Message Queue Protocols (MQP)

Protocols

The list of message queue protocols (MQP) that are official international standards is short: AMQP 0.9.1, AMQP 1.0, MQTT 3.1.1, and MQTT 5.0.

With the exception of MQTT5, these protocols are supported by widely available open-source solutions such as RabbitMQ.

The list of supported protocols is yet to be defined. The set of recommended protocols will be chosen based on proven adoption and availability of open-source client libraries. 

We are likely to recommend that one or more of the official MQP standards is used when publishing messages in WIS2 - either from GISC, DCPC, or NC. This may just be a political discussion based on what GISCs are prepared to support.

Applications may support additional protocols. For example, a WIS Centre may choose to use the Amazon Simple Queue Service (SQS) to distribute messages within the AWS infrastructure. Applications operating within AWS could consume SQS natively. However, given that a proprietary protocol such as this is highly unlikely to be included in the official list of protocols supported in WIS2, a façade would be used to republish messages using an approved protocol (e.g. the Adapter pattern) for consumption by other client applications.  

GISCs may establish agreements within their Area of Responsibility to support additional message queue protocols, e.g. when republishing messages from affiliated centres. Whatever the protocol used by the affiliated centre, GISCs shall publish using one or more [?] of the approved protocols. 

Note: OpenAPI has callbacks (using Webhooks). These are being considered for OGC API – Records subscription workflows. See Subscribe to record changes · Issue #111 · opengeospatial/ogcapi-records

For discussion: use of AsyncAPI (a protocol-agnostic abstraction layer for asynchronous APIs)

AsyncAPI is a protocol agnostic industry standard for defining asynchronous API end-points. It defines and documents the components of an Event-Driven Architecture and enables people to publish a description of their asynchronous API, including which specific protocols are supported. As OpenAPI is for RESTful APIs, the service description supports both discovery and automated code generation for client applications. The current version is AsyncAPI specification 2.0.  

AsyncAPI uses the concepts familiar to most Message Queue Protocols (MQP). The key concepts are: 

  • Producer: A producer is a type of application, connected to a server, that is creating messages and addressing them to channels

  • Consumer: A consumer is a type of application, connected to a server via a supported protocol, that is consuming messages from channels.  

  • Message: A message is the mechanism by which information is exchanged via a channel between servers and applications.

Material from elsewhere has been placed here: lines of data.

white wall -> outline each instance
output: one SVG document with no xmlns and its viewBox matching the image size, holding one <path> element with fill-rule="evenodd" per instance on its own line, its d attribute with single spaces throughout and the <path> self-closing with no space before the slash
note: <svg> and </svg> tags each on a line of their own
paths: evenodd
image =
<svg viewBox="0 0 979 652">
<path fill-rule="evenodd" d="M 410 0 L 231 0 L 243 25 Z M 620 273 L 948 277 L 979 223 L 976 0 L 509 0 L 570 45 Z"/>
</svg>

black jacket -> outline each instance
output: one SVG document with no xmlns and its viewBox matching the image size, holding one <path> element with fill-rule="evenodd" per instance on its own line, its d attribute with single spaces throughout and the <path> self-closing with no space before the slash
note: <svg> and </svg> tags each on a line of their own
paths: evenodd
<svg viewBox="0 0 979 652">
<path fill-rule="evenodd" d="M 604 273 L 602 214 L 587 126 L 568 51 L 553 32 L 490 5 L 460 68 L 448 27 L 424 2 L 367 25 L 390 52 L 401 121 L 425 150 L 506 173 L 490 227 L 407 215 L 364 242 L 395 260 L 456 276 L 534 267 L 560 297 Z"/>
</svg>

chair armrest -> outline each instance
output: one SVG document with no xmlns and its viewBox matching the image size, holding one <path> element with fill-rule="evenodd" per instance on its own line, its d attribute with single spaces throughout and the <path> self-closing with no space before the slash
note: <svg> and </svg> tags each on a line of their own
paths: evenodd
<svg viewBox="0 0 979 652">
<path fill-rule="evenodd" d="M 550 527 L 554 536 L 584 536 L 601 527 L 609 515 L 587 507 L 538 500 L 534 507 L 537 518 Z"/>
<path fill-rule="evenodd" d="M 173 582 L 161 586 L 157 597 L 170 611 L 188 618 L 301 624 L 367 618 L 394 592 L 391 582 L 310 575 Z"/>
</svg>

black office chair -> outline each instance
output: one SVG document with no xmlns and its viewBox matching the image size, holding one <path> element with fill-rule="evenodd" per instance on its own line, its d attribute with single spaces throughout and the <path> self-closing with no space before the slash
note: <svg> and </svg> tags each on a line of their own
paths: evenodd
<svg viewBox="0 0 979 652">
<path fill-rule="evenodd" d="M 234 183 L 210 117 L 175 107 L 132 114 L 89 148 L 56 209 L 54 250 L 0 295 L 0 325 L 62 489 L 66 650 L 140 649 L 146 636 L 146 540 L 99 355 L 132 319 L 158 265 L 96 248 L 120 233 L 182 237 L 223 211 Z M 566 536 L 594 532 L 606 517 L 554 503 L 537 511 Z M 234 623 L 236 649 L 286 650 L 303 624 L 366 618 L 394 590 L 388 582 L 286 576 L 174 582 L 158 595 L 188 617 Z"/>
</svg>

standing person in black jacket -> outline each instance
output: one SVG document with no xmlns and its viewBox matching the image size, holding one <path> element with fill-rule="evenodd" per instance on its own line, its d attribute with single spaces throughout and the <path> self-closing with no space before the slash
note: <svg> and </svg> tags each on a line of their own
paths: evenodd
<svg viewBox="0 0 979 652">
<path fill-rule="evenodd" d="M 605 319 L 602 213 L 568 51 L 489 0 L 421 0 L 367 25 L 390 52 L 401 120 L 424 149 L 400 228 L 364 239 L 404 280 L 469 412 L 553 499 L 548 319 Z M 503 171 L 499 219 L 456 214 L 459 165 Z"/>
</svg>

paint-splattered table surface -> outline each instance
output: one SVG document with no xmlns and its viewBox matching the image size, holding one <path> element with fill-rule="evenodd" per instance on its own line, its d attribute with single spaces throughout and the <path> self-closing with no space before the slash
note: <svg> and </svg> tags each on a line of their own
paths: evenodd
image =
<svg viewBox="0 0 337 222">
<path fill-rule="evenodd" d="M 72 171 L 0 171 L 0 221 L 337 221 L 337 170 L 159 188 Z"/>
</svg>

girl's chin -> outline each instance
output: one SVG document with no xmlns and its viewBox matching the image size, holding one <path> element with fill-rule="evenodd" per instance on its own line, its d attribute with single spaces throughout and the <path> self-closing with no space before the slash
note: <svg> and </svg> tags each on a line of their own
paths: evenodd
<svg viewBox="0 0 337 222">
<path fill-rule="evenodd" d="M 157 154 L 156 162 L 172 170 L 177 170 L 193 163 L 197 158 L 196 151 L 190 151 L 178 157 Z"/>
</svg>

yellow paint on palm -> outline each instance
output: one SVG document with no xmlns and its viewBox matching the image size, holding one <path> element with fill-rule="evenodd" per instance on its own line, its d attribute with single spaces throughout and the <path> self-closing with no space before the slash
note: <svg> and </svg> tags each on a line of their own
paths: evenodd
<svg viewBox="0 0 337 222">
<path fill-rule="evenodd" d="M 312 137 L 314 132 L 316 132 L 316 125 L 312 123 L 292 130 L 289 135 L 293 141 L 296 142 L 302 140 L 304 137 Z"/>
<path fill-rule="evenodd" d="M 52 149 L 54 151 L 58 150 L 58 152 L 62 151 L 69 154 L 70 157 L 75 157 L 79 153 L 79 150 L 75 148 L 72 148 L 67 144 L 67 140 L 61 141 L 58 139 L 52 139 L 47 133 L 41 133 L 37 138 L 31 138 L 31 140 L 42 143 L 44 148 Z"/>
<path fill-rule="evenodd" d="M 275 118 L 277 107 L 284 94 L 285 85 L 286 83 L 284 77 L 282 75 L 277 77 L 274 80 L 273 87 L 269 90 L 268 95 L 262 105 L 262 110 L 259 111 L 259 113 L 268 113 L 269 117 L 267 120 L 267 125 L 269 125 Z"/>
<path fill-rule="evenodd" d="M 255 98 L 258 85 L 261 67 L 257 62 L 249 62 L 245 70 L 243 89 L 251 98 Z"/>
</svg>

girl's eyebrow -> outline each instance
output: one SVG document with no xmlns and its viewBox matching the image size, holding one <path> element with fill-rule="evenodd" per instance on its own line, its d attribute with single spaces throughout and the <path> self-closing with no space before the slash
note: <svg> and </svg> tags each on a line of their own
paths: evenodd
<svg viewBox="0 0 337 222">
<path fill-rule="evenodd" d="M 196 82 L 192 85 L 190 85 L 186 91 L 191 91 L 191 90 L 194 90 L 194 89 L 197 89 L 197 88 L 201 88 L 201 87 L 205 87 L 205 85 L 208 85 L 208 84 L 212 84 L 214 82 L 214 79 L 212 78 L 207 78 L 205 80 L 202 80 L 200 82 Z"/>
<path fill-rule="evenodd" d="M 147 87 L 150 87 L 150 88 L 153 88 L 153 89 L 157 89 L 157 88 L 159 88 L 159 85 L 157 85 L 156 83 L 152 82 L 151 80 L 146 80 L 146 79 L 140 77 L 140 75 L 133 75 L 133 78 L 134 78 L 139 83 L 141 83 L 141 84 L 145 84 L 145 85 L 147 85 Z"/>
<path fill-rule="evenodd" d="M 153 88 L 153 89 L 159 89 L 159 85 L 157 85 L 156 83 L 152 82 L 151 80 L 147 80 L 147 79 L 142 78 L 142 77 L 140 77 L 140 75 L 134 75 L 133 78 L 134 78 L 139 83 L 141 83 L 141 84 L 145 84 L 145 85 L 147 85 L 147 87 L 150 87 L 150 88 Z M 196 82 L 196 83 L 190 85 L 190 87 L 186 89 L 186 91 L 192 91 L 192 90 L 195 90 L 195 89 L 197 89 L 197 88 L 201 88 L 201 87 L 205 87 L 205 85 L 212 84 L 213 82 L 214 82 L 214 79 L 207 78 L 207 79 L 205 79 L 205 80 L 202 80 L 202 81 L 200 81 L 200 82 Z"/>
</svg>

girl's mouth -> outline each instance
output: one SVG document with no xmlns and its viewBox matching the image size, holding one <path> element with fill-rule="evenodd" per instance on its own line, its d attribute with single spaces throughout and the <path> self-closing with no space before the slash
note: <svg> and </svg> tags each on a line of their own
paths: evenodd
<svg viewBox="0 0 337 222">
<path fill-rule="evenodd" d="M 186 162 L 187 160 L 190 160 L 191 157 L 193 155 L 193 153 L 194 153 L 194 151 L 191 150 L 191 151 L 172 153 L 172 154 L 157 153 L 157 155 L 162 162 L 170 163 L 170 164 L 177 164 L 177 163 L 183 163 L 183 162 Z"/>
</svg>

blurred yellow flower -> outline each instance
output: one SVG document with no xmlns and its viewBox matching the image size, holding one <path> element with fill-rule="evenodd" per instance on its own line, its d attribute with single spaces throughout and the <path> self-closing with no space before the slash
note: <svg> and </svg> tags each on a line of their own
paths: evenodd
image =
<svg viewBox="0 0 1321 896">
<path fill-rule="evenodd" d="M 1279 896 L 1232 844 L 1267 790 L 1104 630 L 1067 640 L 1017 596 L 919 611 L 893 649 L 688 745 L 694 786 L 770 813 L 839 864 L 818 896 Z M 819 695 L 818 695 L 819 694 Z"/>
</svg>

A message MUST contain a payload and MAY also contain headers. The headers MAY be subdivided into protocol-defined headers and header properties defined by the application which can act as supporting metadata. The payload contains the data, defined by the application, which MUST be serialized into a format (JSON, XML, Avro, binary, etc.). Since a message is a generic mechanism, it can support multiple interaction patterns such as event, command, request, or response. 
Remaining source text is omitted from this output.